Thinking Before You Borrow Money

Borrowing money should never be a simple decision, but it must be thought through carefully before. Borrowing money without doing the work before properly increasing the risk that you will end up with future financial problems.

Here we will present in a series a list of a number of points that you should consider. The sad truth is that it is better to think about before than after.

Does your finances manage to borrow?

Does your finances manage to borrow?

The first and most basic to go through is how your or your finances look at the moment. Loans always come with extra costs that a space must be provided. Of course, there may be exceptions such as moving from an apartment with an expensive monthly cost to a cheap house. Where the loan cost and all other costs can be lower than what the housing cost previously. Not very ordinary, but possible.

A larger private loan that extends over many years can easily cost USD 5,000 in repayments and interest each month. Smaller loans that have shorter maturities can also cost similar amounts without any problems as the repayment is so great. Mortgages of several million can, although the interest rate for these is low, cost much more than that every month.

Figure out what your finances can do and then figure out what the intended loan would cost you per month. The basic rule here is that if you are least hesitant if you can afford, you should skip borrowing money and try to find another solution instead.

House here is a good example since you may not be able to afford the house which is centrally located and is in top condition. But you might be able to afford a house that is a little further away as they can usually be millions cheaper. Or why not buy a house with renovation needs that you fix over time. Often there is a solution that does not cost as much.

Do you have to borrow?

Really as basic as point one is to really investigate if there is a need to borrow. Loans can be divided into a few different categories depending on how you see it. Here I intend to divide them into three different parts.

Consumer loans

These are loans that are only for pure consumption or which you can probably call it for pleasure. This includes money to be used for clothing, electronics, holidays, etc. It doesn’t have to be wrong to lend to this but there are no things you “must” have. Certainly it is nice to lie on the beach on some warm southern island when it is cold here at home in Sweden. But to say that you have to do it is not true.

If this is the question of consumer loans, then you should be very confident of advice and that it is really worth the price. For you can most certainly add a number of thousands of dollars to the cost in the form of interest rates.



Loans generally have a pretty bad reputation but if there is any type of loan that does not have it, it is a loan for housing. It is simply not reasonable to have so much money saved on the bank that a whole home can be purchased for these. The vast majority of us are thus forced to borrow money to be able to buy a home and there is nothing strange about this.

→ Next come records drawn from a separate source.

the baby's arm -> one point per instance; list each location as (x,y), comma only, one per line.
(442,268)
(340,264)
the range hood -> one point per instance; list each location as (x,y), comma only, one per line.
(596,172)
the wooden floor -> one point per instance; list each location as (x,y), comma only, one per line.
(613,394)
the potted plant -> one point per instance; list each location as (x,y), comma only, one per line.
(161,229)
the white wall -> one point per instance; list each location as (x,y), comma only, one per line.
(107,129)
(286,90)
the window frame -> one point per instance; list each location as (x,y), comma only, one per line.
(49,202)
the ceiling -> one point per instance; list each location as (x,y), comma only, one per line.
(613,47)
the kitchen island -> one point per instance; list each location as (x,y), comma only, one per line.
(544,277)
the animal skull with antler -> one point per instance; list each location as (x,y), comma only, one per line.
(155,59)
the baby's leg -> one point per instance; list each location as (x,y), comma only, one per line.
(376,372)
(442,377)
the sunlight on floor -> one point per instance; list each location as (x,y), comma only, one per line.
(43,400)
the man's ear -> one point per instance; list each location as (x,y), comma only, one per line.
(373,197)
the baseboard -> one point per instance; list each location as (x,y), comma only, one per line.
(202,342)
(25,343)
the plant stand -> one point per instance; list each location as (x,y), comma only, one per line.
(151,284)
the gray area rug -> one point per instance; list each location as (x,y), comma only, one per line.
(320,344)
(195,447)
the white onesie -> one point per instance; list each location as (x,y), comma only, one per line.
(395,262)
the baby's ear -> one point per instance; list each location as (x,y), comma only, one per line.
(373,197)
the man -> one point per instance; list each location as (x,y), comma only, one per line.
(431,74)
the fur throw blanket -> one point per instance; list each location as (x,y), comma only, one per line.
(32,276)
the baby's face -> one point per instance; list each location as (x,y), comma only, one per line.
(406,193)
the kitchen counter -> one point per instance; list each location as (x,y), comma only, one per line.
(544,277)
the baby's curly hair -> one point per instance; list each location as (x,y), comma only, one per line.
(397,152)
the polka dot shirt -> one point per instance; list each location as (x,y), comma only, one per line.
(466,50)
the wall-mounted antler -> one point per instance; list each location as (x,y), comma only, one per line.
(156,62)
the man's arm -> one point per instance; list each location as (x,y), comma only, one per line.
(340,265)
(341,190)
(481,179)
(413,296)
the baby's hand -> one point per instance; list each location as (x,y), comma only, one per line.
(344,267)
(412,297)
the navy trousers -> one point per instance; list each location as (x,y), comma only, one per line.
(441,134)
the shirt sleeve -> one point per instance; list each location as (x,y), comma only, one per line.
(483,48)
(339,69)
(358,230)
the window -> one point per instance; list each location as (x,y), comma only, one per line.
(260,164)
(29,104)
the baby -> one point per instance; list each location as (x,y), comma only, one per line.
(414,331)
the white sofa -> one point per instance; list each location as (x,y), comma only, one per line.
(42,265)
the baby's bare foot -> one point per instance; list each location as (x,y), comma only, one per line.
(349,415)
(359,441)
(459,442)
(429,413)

Then just because it is an okay loan basically you should not stop using the brain for it. As I mentioned in the paragraph before, a home can cost very different depending on where you buy. Now as I write this the interest rates are very low so even a little larger loans do not cost very much every month. If you borrow 1 million you can expect about 900 USD in interest per month and if you borrow 4 million it is more close to 3,000 USD per month. Big difference but no huge costs that can easily fool you.

As we have, as I said, were low interest rates now and they only reach up to a few percent more, it can easily end up with 2,500 alternatives USD 10,000 a month only in interest. This is then calculated after adjustment. Nowadays, there is also a requirement for amortization that is not included here at all, which can be at similar levels as the interest cost per month.